Integer solution

From the observation by user35202, the equation actually can be factorized as$$ (α + n - 1)(α + n - 3)(α - n)(α - n - 2) = 0. $$ So all the solutions are $α = -n + 1$, $α = -n + 3$, $α = n$, and $α = n + 2$.

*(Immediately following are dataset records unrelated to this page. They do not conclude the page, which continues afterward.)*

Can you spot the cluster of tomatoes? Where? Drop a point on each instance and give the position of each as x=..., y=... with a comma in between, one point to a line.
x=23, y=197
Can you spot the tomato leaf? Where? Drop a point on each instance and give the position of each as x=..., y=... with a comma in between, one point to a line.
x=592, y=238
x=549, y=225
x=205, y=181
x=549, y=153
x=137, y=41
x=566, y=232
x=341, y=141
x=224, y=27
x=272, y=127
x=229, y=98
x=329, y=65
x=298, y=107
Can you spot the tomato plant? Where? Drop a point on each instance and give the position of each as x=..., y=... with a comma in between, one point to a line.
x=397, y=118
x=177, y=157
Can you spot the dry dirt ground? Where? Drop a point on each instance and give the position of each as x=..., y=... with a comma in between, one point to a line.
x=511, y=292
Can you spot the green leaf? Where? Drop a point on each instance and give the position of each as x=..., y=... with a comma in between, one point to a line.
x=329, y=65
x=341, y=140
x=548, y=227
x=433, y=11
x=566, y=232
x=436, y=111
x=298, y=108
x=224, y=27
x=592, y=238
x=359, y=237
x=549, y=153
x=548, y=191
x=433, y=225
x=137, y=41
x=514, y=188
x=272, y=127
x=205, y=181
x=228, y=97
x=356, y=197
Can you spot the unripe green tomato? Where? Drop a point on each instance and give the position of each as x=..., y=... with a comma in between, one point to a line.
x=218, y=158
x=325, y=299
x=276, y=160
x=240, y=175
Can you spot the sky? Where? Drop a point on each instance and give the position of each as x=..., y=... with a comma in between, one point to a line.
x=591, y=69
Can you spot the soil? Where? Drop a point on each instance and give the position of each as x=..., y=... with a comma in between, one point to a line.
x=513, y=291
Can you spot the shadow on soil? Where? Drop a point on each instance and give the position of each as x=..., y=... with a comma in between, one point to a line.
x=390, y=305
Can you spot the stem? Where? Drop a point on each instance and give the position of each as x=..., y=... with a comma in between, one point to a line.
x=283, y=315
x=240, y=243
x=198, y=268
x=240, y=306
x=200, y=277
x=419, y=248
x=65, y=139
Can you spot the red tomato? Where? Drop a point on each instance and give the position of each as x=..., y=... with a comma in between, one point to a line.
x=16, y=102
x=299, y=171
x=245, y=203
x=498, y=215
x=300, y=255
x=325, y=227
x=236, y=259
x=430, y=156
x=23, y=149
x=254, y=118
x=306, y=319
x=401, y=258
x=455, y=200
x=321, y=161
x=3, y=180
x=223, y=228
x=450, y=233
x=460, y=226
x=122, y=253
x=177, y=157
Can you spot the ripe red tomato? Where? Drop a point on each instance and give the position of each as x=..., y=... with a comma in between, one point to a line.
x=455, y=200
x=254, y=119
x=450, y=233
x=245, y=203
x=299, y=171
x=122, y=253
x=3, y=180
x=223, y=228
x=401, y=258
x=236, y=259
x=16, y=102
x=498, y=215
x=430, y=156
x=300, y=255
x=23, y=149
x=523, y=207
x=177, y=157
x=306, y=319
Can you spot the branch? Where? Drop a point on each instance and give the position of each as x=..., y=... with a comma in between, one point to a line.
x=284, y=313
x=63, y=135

For a more "systematic way" which doesn't rely on "seeing" the right factorization, consider exploiting the symmetry around $\,\alpha=\frac{3}{2}=\frac{0+3}{2}=\frac{1+2}{2}\,$. Let $x-3/2 = y$, then substituting $x = y + 3/2$ in the original equation gives a biquadratic in $y$ i.e. a quadratic in $y^2$, which can then be routinely solved in the general case, without any assumptions about integer values:

$$ 16 y^4 - 8(4n^2-4n+5)y^2 + 16n^4 - 32 n^3 - 8 n^2 + 24 n + 9 = 0 $$

Your recurrence relation seems to be wrong if you are using the differential equations you give. It should be instead $$\alpha(\alpha-1)(\alpha-2)(\alpha-3)-2n(n-1)(\alpha-1)(\alpha-2)+[n(n-1)-2]n(n-1)=0$$

One solution to this equation is $\alpha=n+2$. Another is $\alpha=3-n$. As pointed by Alex Francisco the other 2 solutions are $\alpha=n$ and $\alpha=1-n$.